A Stanford interventional radiology practice implemented several workflow changes aimed at decreasing physician and staff burnout.
To address physician and staff burnout, a Stanford interventional radiology practice made several workflow changes that improved efficiency, allowing IRs to head home on time at the end of their workday.
“The burnout rate amongst physicians is high, approaching 40%, and IRs are not immune,” said Nishita Kothary, MD, FSIR, a professor in Stanford School of Medicine’s IR department, which implemented the changes.
IR Division Chief Lawrence V. “Rusty” Hofmann, MD, FSIR, said burnout and wellness have always been his guiding leadership principles. “I have been chief at Stanford for 16 years, and none of the 10 faculty members I’ve hired has left,” he said. “I think wellness and burnout need to be top of mind, almost daily, to ensure that you take care of physicians so they can take care of themselves, their families and their patients.”
But maintaining a work–life balance in an IR practice can be a challenge because practices often perform the scheduled outpatient procedures and then address inpatient emergencies toward the end of the workday. This frequently causes physicians and support staff to work later than planned, Dr. Kothary explained.
The Stanford IR team wanted to find a better way. So, in fall 2019 the department implemented several changes.
First, the team separated procedural rooms for the inpatient population and the scheduled outpatients, which was essential, Dr. Kothary said. One room, close to the intensive care units, was reserved for inpatients so they would not have to wait to be squeezed in at the end of the day.
“IR typically has four to six add-on cases every day, so this room is well utilized,” Dr. Kothary said. The on-call IR was now designated to handle inpatient calls, while the other IRs on service focused on scheduled outpatient procedures. This meant each IR went on call every 10 days, rather than knowing they might work late on any given day.
Next, they focused on using staff in a more efficient manner. Previously, nurses and techs would arrive to work around 7 a.m., but cases didn’t start until closer to 8:30 a.m. “At least in California, labor’s extremely expensive, and the cases would start late even though the techs were coming in early. And we would run late, which meant that staff stayed longer, resulting in overtime,” Dr. Kothary said. “That was the monetary aspect of it: We needed to get better about using our labor efficiently.”
To better ensure cases started on time, morning rounds start times changed from 7:30 a.m. to 7:15 a.m., Tuesdays through Thursdays. They were shortened from 45 minutes to 30 and, to eliminate the frequent problem of rounds that went on too long, specific didactic lectures for trainees were moved to the end of the day. Mondays remained educational days with a later morning start time.
The department also used analytics to improve scheduling. Instead of having one estimated time for a specific procedure, they used their electronic medical system (EMS) to analyze the actual time it took each IR to do certain procedures, on average, and scheduled accordingly. The individual times per IR and per type of procedure are now built into the EMS, which automatically selects the appropriate length of time based on that physician’s history.
“People work differently; they have different speeds,” Dr.

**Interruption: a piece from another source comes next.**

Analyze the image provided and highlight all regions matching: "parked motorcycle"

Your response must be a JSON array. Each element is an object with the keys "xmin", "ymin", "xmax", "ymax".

Kothary said. “Smart scheduling using the EMS provides accurate historical data that allows accurate scheduling. One can’t assume that it takes them 60 minutes to do chemoembolization, for example, when in reality the data show that they routinely take an hour and 40 minutes.” If the IR expects the case to be more complex, they can override the scheduling system and add more time.
The late start times and longer-than-scheduled cases would cause a cascade of delays throughout the day, which resulted in frustrated patients being forced to wait around for treatment, potentially putting them at risk. In addition, because inpatients are now seen earlier, they aren’t required to fast throughout the full day, which improves their comfort.
An analysis of the changes over a 10-month period, compared with 10 months before the intervention, showed start times improved from 56% on time before the intervention to 72%. Weekday patient volume did not fluctuate significantly. The length of allotted procedural times improved from 71% to 74%.
Perhaps most significantly, outpatient-designated IRs finished their last case by 5 p.m. 87% of the time. In fact, even including the inpatient on-call IR, all rooms finished their last case by 5 p.m. in 81% of the cases—compared to 53% before the intervention. The results, which were presented in the October 2021 issue of the Journal of Vascular and Interventional Radiology, were achieved through an entirely cost-neutral system, without adding staff, rooms or room hours.
“The largest impact to our practice is more predictability,” Dr. Hofmann said. “Life in an IR practice is organized chaos due to the emergent nature of many of our patients’ needs. The more you can structure your practice to deliver predictability, despite the ongoing chaos, the better. With more predictability, we have been able to do more cases in less time and provide more non-clinical time to our physicians.”